The Good Shepherd (USA 2006, Robert de Niro) (Wettbewerb)

10 Feb 2007 von Stefan Höltgen

Robert de Niros zweite Regie-Arbeit nach “A Bronx Tale” (1993) verlässt das Private des Stadtviertels und die Sicherheit der reinen Gegenwartserzählung und entwirft in fast drei Stunden die Geschichte des fiktiven CIA-Mitbegründers Edward Wilson (Matt Damon), dessen Privatleben einfach nicht aus seinem Job herauszuhalten ist – fast schon wie bei König Ödipus erfüllt sich ein (hier jedoch ererbtes) Schicksal: Er kann nicht loyal sein, weil das Leben nun einmal mehr als eine “gute” und eine “böse” Seite hat, zwischen denen man sich einfach nur zu entscheiden braucht.

De Niro erzählt in epischer Breite, wie sich der Charakter seiner Hauptfigur im Gleichschritt mit dem Eintritt der USA in den zweiten Weltkrieg, dem danach eskalierenden Kalten Krieg und schließlich der Zerschlagung der CIA nach dem Desaster in der Kubanischen Schweinebucht 1961 entwickelt. Immer sind es alte Freunde oder Feinde, die seinen Weg mit beinflussen und wie ein Geist scheint sein familiäres Schicksal zuerst über ihm und dann auch über seinem Sohn zu schweben – “ein Geist, der stets das Gute will und doch das Böse schafft.”

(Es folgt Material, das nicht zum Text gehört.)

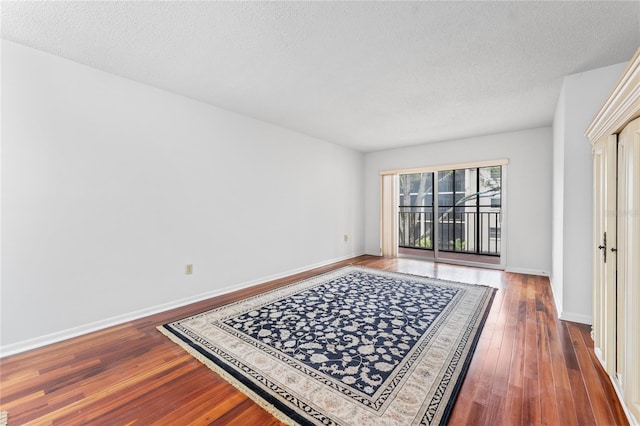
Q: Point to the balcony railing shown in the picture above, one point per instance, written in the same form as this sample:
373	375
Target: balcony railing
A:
463	229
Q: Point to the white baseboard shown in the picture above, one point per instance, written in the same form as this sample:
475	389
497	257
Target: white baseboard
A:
40	341
573	317
632	420
527	271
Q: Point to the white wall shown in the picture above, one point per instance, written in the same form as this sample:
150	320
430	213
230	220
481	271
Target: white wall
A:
528	193
584	94
110	187
557	243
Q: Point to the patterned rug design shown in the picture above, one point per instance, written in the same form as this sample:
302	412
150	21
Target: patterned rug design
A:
354	346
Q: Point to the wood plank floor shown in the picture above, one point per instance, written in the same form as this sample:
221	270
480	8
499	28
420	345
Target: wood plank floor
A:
529	368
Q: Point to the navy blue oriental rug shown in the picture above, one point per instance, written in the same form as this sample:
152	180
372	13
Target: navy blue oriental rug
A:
355	346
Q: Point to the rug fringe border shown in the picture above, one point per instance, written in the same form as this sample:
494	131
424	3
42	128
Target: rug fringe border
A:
229	378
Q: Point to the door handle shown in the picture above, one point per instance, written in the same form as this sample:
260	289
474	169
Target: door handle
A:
603	247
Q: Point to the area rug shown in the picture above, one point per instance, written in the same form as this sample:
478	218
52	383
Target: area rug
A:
355	346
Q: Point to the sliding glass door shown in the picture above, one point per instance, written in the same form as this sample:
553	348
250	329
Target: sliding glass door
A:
468	222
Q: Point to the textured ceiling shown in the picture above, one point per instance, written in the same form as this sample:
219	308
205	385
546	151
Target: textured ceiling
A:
369	75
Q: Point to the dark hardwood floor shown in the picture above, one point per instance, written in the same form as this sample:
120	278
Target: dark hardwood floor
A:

“The Good Shepherd” ist Erzählkino ganz im Stil des “späten” Martin Scorsese von “Gangs of New York”. Schon bei “A Bronx Tale” wollte oder konnte sich Regisseur de Niro nicht von den Sujets seines kinematographischen Ziehvaters lösen. Ob diese ästhetische Nähe seiner eigenen Filmkunst gut tut oder ihm gar zu Ruhm gereicht, könnte die Stellung des Films im Wettbewerb der Berlinale entscheiden. Letztlich ist “The Good Shepherd” auf jeden Fall solide erzähltes Kino.

Mir war der Film jedoch eindeutig eine Stunde zu lang. Die Detailverliebtheit, mit der historische Ereignisse in die Handlung integriert wurden, zu versessen auf eine Agenda, wie sie Stone (in “J.F.K”) oder Scorsese (in “Gangs of New York”) verfolgen: der Re-Lektüre amerikanischer Geschichte im Kino. Fragwürdig waren vielleicht auch einige Rollen-Besetzungen des Films. Dies lag vor allem daran, dass de Niro einen Zeitraum von 30 Jahren nacherzählt, ohne seine Darstellerwahl daraufhin angepasst zu haben: Hier wirkt Angelina Jolie auf mich genauso unglaubwürdig besetzt wie der Hauptdarsteller Matt Damon (dessen Film-Sohn, gespielt von Eddie Redmayne, zeitweilig mindestens ebenso alt aussieht wie sein Vater).